American Bobby Fischer eventually beat world champion Boris Spassky, but the contest was much bigger than two men and 64 squares. It always has been.

The game of chess has been around for nearly 1,500 years, but in the 20th century it became a vessel for the US and USSR to vie for intellectual supremacy – amid allegations of collusion and scandal.

The popular game is now back in the news after the world number one Magnus Carlsen lost in clash against Hans Niemann and cheating allegations against Neumann followed.

Sky News takes a look at some of the biggest scandals in chess history and how they have shaped our geopolitics.

Magnus Carlsen calls out Hans Niemann and says cheating is an ‘existential threat’ to chess

It’s the scandal that has been brewing for weeks and which boiled over with an explosive statement from Magnus Carlsen.

Carlsen, the current world number one and widely regarded as one of the greatest of all time, withdrew from a tournament earlier this month after losing to teenager Hans Niemann.

Later, in an online rematch against Niemann, Carlsen quit after making a single move.

The game’s top active player losing streak led to cheating allegations against Niemann, who had been ranked significantly lower than Carlsen.

On Monday, Carlsen released a scathing statement on Twitter saying he believed Niemann “cheated more — and more recently — than he publicly admitted.”

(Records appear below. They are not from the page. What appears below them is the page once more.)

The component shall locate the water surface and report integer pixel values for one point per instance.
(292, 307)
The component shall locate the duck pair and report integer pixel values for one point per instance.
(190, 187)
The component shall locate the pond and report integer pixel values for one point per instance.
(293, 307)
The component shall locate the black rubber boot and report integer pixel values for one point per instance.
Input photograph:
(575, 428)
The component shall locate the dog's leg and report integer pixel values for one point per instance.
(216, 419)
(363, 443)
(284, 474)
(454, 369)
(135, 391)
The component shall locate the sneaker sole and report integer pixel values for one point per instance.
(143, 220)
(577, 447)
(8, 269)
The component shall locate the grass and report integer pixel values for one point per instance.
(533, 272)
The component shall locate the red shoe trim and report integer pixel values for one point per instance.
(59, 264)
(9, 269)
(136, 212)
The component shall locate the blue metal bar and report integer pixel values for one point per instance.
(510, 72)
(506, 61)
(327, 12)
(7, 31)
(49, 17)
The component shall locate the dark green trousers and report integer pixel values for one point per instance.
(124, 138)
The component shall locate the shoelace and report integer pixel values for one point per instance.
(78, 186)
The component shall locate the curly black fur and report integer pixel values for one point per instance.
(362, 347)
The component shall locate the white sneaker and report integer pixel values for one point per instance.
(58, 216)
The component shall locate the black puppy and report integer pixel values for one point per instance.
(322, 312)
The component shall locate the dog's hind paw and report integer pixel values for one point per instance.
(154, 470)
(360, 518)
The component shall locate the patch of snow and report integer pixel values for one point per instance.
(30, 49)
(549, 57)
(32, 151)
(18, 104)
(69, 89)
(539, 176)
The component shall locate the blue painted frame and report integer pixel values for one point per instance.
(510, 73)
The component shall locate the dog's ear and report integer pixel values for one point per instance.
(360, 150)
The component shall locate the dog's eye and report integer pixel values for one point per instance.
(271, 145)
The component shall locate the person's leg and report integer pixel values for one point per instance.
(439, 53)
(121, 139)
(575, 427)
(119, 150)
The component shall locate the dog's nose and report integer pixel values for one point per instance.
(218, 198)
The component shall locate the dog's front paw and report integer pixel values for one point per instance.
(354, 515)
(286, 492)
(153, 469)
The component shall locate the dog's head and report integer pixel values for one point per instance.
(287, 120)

Niemann admitted to cheating in online games in the past, but dismissed all suggestions he ever made in board chess (in person) or used computer support in a major tournament .

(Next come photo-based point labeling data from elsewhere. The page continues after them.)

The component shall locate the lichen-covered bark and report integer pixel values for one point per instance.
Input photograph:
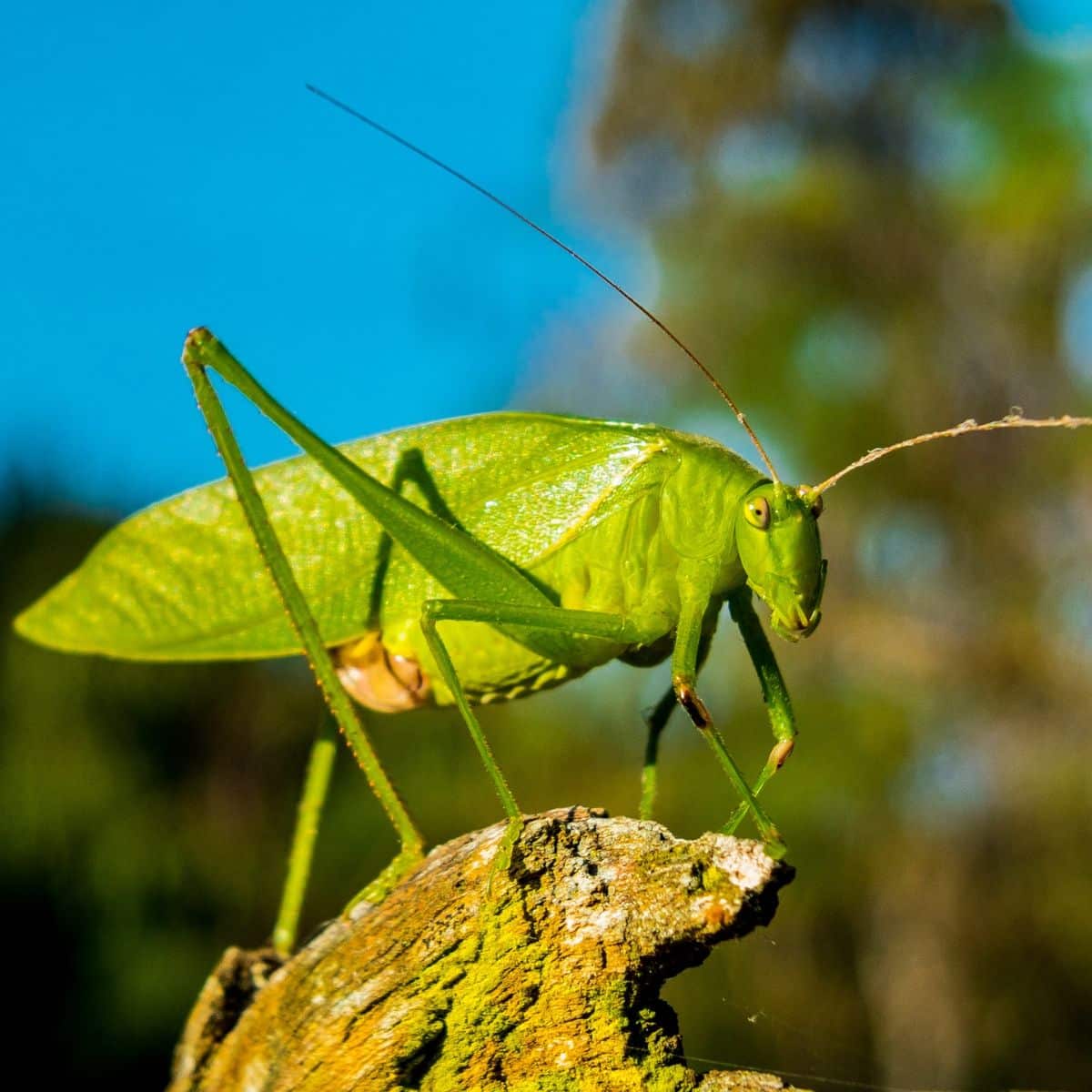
(545, 976)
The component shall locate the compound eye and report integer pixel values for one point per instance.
(758, 512)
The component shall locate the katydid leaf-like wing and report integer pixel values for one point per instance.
(184, 580)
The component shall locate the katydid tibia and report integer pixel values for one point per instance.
(431, 565)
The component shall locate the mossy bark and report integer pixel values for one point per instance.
(545, 976)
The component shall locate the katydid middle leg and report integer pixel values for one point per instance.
(587, 623)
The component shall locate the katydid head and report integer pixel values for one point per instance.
(778, 538)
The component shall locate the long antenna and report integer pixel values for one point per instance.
(557, 243)
(1011, 420)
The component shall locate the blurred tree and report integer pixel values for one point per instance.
(871, 218)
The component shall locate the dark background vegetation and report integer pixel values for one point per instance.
(872, 218)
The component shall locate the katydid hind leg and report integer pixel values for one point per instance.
(303, 621)
(581, 622)
(774, 694)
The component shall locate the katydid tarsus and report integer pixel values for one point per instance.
(435, 565)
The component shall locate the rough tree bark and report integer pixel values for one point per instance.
(545, 976)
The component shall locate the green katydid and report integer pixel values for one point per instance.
(467, 561)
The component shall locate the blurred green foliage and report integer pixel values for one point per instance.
(871, 218)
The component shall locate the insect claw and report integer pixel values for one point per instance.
(780, 753)
(694, 707)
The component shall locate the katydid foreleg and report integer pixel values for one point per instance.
(655, 722)
(774, 693)
(696, 593)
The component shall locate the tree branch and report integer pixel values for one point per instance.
(543, 976)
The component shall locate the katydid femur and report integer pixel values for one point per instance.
(440, 569)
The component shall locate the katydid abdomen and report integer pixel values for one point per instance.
(599, 513)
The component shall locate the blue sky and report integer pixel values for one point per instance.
(167, 169)
(172, 170)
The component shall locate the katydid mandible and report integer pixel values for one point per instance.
(438, 568)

1962: Bobby Fischer cries foul after a string of Soviet draws

The Carlsen-Niemann feud may be in the spotlight, but it’s by no means the first scandal to hit the chess world.

Ten years before his famous match against Spassky, Bobby Fischer claimed that Soviet players colluded in the 1962 Candidates Tournament.

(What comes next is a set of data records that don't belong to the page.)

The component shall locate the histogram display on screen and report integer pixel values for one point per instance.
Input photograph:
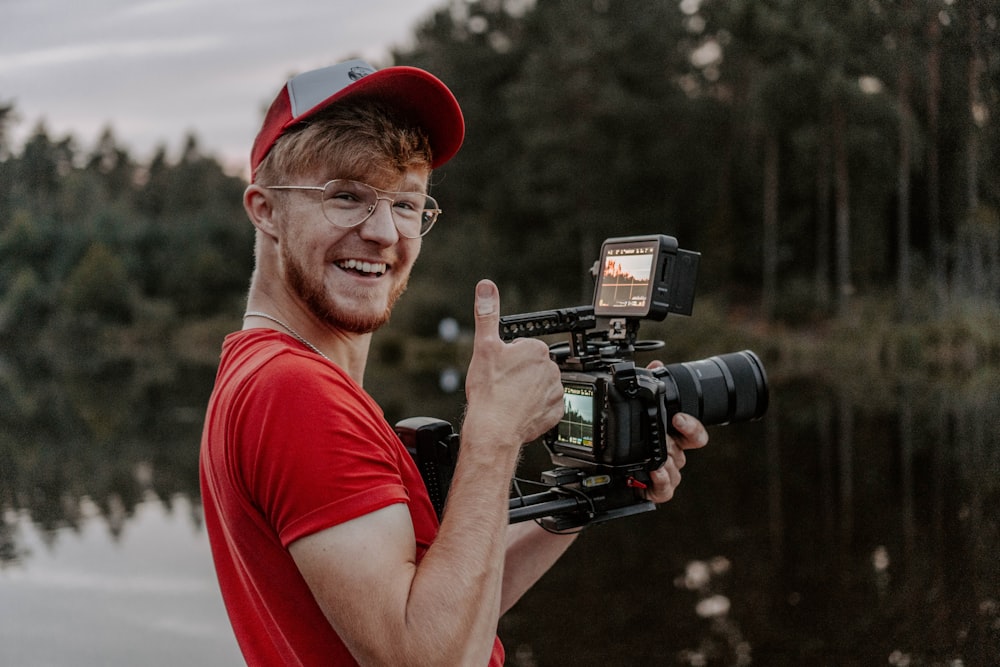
(577, 425)
(625, 277)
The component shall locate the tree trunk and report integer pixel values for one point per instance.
(938, 252)
(821, 275)
(903, 170)
(842, 207)
(769, 288)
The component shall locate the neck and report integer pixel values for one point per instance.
(349, 351)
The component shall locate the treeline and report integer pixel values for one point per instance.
(812, 150)
(94, 244)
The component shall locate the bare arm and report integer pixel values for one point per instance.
(387, 608)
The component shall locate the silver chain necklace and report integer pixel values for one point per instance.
(295, 334)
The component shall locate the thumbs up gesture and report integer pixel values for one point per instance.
(513, 389)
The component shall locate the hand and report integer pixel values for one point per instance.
(514, 390)
(667, 477)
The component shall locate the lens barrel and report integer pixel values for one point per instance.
(717, 390)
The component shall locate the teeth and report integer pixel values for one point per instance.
(364, 267)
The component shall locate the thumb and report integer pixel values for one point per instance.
(487, 309)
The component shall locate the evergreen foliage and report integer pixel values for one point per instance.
(780, 139)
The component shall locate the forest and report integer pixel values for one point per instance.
(836, 163)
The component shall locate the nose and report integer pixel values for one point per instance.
(380, 227)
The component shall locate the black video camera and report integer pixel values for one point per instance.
(617, 416)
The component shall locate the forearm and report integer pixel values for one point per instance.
(531, 551)
(455, 596)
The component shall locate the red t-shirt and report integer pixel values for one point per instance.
(291, 446)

Controversial player Fischer alleged that the Soviets conspired to prevent any non-Soviets from winning the tournament.

He claimed the players who eventually finished in the top three – Tigran Petrosian, Paul Keres and Efin Geller – managed to draw all 12 games against each other to save energy for the end of the tournament. .

In an interview in 2002, Yuri Averbakh, who was the head of the Soviet team, confirmed the existence of the drawing pact.

Chess as a Cold War Battleground

In the 1960s and 1970s, the Cold War was in full swing and chess was very popular and considered a battleground between the Soviet Union and America.

“For the Soviet Union, supremacy on the chessboard was a demonstration – as its leaders saw it – of the superiority of their socialist system over the Western capitalist system,” England chess federation Dominic Lawson told the BBC in 2005.

Fischer’s victory over the Russian Spassky is probably the most famous chess encounter of all time and – briefly – ended 24 years of Soviet domination of the world championship.

Three French masters accused of having tried to cheat by SMS

Three master-level French players have been suspended after being accused of using an elaborate text scheme to cheat during a tournament in 2010.

Cyril Marzolo followed developments on the internet and used computer software to establish the next best move, the BBC reported.

The move was then sent in a coded text message to another team member, Arnaud Hauchard, who would then sit at a particular table in the competition room to communicate the move to Sébastien Feller who was playing the game.